= Jane Campbell (writer) =

British writer

Jane Campbell (born 1942 in Hoylake) is a British writer. Her first work is the short story collection Cat Brushing, published in 2022, which the New York Times compared to the work of Edna O'Brien and Muriel Spark. Her debut novel Interpretations of Love was published in the summer of 2024.

== Life ==
Jane Campbell was born in Hoylake near Liverpool and spent the first four years of her life growing up with her great-grandmother and mother. Her father was a prisoner of war in Austria during the Second World War and returned to England in 1946. As he did not like the newly introduced state health system (National Health Service), he decided to emigrate to Africa with his family. Campbell spent her childhood in Northern Rhodesia, now Zambia, where her father worked as a doctor.

She showed a passion for writing from a young age and began writing poems and stories at the age of eight. After returning to England, she studied English and English literature at Oxford University.

Campbell then spent fifteen years living with her British husband in Bermuda, where she took correspondence courses in psychology at the University of Toronto. After her divorce in her late 30s, she returned to Oxford. She completed a master's degree in Applied Social Sciences and trained as a group analyst. She worked as a therapist in her practice in Oxford for almost forty years of her life. Jane Campbell is the mother of four children.

== Literary work ==

At the age of 75, Jane Campbell published her first short story "Cat Brushing", which appeared in the renowned London Review of Books. The editor Mary-Kay Wilmers received it enthusiastically and encouraged Campbell to continue writing. Twelve more stories followed, most with a sexual undertone, reflecting the decades Campbell had spent as a psychoanalyst listening to people talk openly about “all sorts of things”. Her short story collection was published in England in 2022 under the title Cat Brushing. It was an excellent, groundbreaking collection, wrote a New York Times reviewer, and deserved comparison with the work of Edna O'Brien or Muriel Spark, while an eerie streak running through several of the stories brought Daphne du Maurier to mind. This was followed in 2024 by her debut novel, originally titled Interpretations of Love.

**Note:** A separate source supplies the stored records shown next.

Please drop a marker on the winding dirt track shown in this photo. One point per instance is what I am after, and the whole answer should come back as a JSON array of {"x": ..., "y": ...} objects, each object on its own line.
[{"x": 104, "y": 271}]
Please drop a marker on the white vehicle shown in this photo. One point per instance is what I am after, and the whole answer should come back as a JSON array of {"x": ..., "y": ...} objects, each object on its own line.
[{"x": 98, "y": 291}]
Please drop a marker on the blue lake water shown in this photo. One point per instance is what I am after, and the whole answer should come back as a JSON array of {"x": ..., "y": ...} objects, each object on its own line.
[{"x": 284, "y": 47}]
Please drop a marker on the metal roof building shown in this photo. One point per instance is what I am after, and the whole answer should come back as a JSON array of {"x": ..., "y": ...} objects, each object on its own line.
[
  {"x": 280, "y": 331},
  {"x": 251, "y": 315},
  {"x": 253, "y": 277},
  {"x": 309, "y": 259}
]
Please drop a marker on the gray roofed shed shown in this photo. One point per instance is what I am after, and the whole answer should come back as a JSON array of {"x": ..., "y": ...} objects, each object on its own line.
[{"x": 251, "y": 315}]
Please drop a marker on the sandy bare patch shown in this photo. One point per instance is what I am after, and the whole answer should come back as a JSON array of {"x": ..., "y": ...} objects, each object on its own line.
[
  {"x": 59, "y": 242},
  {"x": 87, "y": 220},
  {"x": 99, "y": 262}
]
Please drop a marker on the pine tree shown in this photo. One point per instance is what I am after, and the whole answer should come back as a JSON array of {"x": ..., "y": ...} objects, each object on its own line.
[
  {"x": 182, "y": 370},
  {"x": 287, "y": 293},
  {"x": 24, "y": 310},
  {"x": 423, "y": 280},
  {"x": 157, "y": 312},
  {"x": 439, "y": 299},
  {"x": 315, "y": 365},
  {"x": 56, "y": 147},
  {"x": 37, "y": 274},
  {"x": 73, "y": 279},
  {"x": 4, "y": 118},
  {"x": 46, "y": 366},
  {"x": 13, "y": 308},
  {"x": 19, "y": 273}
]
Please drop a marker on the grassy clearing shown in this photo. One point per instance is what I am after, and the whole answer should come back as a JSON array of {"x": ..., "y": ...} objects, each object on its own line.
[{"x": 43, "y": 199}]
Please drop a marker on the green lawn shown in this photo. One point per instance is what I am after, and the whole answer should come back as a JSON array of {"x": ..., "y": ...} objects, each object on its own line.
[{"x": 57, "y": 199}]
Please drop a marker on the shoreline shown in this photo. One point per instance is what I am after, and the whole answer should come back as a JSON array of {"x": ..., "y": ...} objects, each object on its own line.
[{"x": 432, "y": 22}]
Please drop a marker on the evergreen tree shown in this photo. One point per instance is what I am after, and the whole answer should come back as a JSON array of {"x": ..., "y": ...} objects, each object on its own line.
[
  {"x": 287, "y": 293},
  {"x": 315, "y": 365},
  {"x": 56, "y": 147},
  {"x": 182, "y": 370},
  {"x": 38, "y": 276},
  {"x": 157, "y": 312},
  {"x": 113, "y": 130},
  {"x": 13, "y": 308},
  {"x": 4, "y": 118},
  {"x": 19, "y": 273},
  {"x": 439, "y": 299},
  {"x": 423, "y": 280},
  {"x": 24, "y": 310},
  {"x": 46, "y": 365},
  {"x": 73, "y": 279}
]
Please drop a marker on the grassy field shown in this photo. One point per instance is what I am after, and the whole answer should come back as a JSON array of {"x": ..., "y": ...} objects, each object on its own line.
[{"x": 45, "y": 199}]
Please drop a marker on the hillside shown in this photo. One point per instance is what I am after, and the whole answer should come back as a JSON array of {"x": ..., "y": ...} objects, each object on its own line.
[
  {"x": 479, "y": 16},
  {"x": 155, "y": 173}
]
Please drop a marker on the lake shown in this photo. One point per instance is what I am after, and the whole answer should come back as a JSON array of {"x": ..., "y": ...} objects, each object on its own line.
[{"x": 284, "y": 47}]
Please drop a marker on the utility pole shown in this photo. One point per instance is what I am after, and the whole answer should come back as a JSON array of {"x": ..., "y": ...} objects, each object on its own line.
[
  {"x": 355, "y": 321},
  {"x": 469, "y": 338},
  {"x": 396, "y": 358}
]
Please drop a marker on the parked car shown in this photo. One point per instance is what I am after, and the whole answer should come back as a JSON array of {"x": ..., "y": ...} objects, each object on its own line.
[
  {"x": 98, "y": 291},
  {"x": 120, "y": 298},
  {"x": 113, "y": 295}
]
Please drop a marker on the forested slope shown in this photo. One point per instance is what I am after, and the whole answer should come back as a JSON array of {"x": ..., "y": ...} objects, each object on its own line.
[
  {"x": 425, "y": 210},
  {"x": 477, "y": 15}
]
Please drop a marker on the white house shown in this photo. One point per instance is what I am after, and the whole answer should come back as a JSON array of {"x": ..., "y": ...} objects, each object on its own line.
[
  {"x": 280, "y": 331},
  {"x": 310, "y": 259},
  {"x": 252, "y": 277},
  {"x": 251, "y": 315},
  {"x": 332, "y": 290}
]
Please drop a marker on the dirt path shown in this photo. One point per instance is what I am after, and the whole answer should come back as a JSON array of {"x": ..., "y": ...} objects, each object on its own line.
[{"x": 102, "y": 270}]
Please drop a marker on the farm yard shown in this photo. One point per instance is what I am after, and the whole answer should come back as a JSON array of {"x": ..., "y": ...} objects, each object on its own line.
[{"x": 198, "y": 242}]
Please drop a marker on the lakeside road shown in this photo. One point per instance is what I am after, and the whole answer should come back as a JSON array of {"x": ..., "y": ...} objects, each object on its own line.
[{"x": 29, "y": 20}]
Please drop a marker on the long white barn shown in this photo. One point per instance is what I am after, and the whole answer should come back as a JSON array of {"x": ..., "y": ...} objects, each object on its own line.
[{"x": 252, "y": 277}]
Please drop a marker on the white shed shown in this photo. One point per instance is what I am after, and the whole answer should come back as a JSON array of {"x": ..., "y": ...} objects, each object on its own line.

Everything she has done with her life has been relatively superficial, she said in an interview with Alard von Kittlitz in Zeit magazine. "My most important self was always a writer." Campbell told an interviewer from the Telegraph, "I would hate it to be thought that [Cat Brushing] is a miracle because it was written by a 77-year-old woman as opposed to because it’s brilliant prose and interesting stories and amazing characters."

=== Cat Brushing ===
In thirteen stories, Jane Campbell tells of the lives of "old women" in different constellations. The first-person narrators deal with their respective life situations, in particular with the way they themselves deal with old age and the situations associated with it. In a review, the Washington Post described how Campbell dispels the common cliché that older women are weak or powerless: "Campbell, an octogenarian herself, gives life to 13 women in stories centering on their passions, libidos and sense of self. Denying that invisibility arrives with wrinkles, these women experience a range of emotion — joy, heartbreak, trauma, regret and satisfaction — while living the lives they want on their own terms."

=== Interpretations of Love ===
In the novel Interpretations of Love, several characters take center stage and a secret letter that could not be delivered for more than 50 years plays a central role. During the heavy bombing of Liverpool, an affair develops between Sophy, an ambulance driver, and a paramedic. The plot follows Sophy, who marries another man after the war and takes the secret of her daughter's paternity to her grave. From then on, her daughter grows up with her grandparents. After Sophy's death, her older brother receives the letter revealing their father's true identity. Fearing the consequences, he keeps this knowledge to himself for decades, but eventually decides to talk about the letter.

== Publications ==
- Cat Brushing. Grove Press, New York 2022, ISBN 978-0-80216-002-7.
- Interpretations of Love. Grove Press, London 2024, ISBN 978-0-80216-288-5.